05
「おいおいおいおいおい!
まさかチート級の能力者か?」
ジルが戸惑う。
「チート級?この世にはもっと凄い人たちがいますぞ!」
おじやビンゴが笑う。
「糞が!テメェら!ここは撤退するぞ!」
ジルがそういうとジャキがいう。
「いいのか?」
「よくはない。
だが、一番最悪なのはあのジジイに全滅を食らうことだ!
それだけは、ダークグラムの隊を率いる身としては避けたい」
ジルは短気に見えて冷静な部分もあった。
今もまた冷静な部分で世界を見る。
「まぁ、そうだな」
ジャキがそういうとジルが空間を歪める。
「ワープホールを開いた。
テメェら入れ!」
ジルがそう指示を出すと団員たちはそのワープホールの中に入った。
「じゃぁな!バーカ!」
ジルはそう言い残すとその場から姿を消した。
「なんなんだ……いったい」
ポックリがそう呟く。
「貴方はゲタ一族の人ですか?」
リトルサマーキッスがポックリに尋ねる。
「あ、はい」
「私たちはゲタ一族が責められていると聞き。
応援に来たのですが……」
おじやビンゴがそういうとポックリがうつむく。
「遅かったです。
なにもかも……」
ポックリは誰も責める気になれなかった。
それは、なにも産まないことを知っているからだ。
「貴方の潜在能力は魔人クラスなのですが魔力が少ないようですね?
どういうことです?」
リトルサマーキッスがそう尋ねるとポックリは自信なさげに答えた。
「魔人クラス?なにを言っているのですか?
僕はポックリ・ゲタ。
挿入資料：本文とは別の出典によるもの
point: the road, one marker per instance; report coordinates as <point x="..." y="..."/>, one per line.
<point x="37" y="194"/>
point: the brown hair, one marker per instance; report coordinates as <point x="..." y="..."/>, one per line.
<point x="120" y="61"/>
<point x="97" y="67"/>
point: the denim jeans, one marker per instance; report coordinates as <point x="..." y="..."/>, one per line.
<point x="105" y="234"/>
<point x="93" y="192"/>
モブと言われているただの雑魚です」
「そうですか?」
「強いていうなら。
ブリ男という人になにか能力を貰ったくらいですね。
レベルがあがる能力みたいなのを……」
「ブリ男?もしかしてブリ谷王国のサラリーマンですか?」
おじやビンゴが驚く。
「知っているのですか?」
「ブリ男さんは、ランダムに能力を授ける能力を持つ存在です。
ポックリ殿が得た能力は、レベルアップですね。
なかなか稀な能力です」
「でも、HPは1らしいです」
ポックリが小さく笑う。
「そうですか。
でも、HP=体力ではないですし。
攻撃にあたって死ぬわけじゃないですからね」
リトルサマーキッスがそういうとポックリが目を丸くさせる。
「え?」
「でもま、無傷こそ最強の証っていうのはこの世の常識です。
傷を即時再生できる能力と攻撃を避ける能力を持っていればこの世界は生きていけます。
攻撃に呪い系の能力付与する人もいるので基本的に攻撃は当たらないほうがいいですからね」
リトルサマーキッスがそういうとポックリが首を横に振る。
「最強……か。
僕にはとても目指せない」
「そうなのですか?」
「だって僕はゲタですから」
ポックリの言葉だけが虚しくい響いた。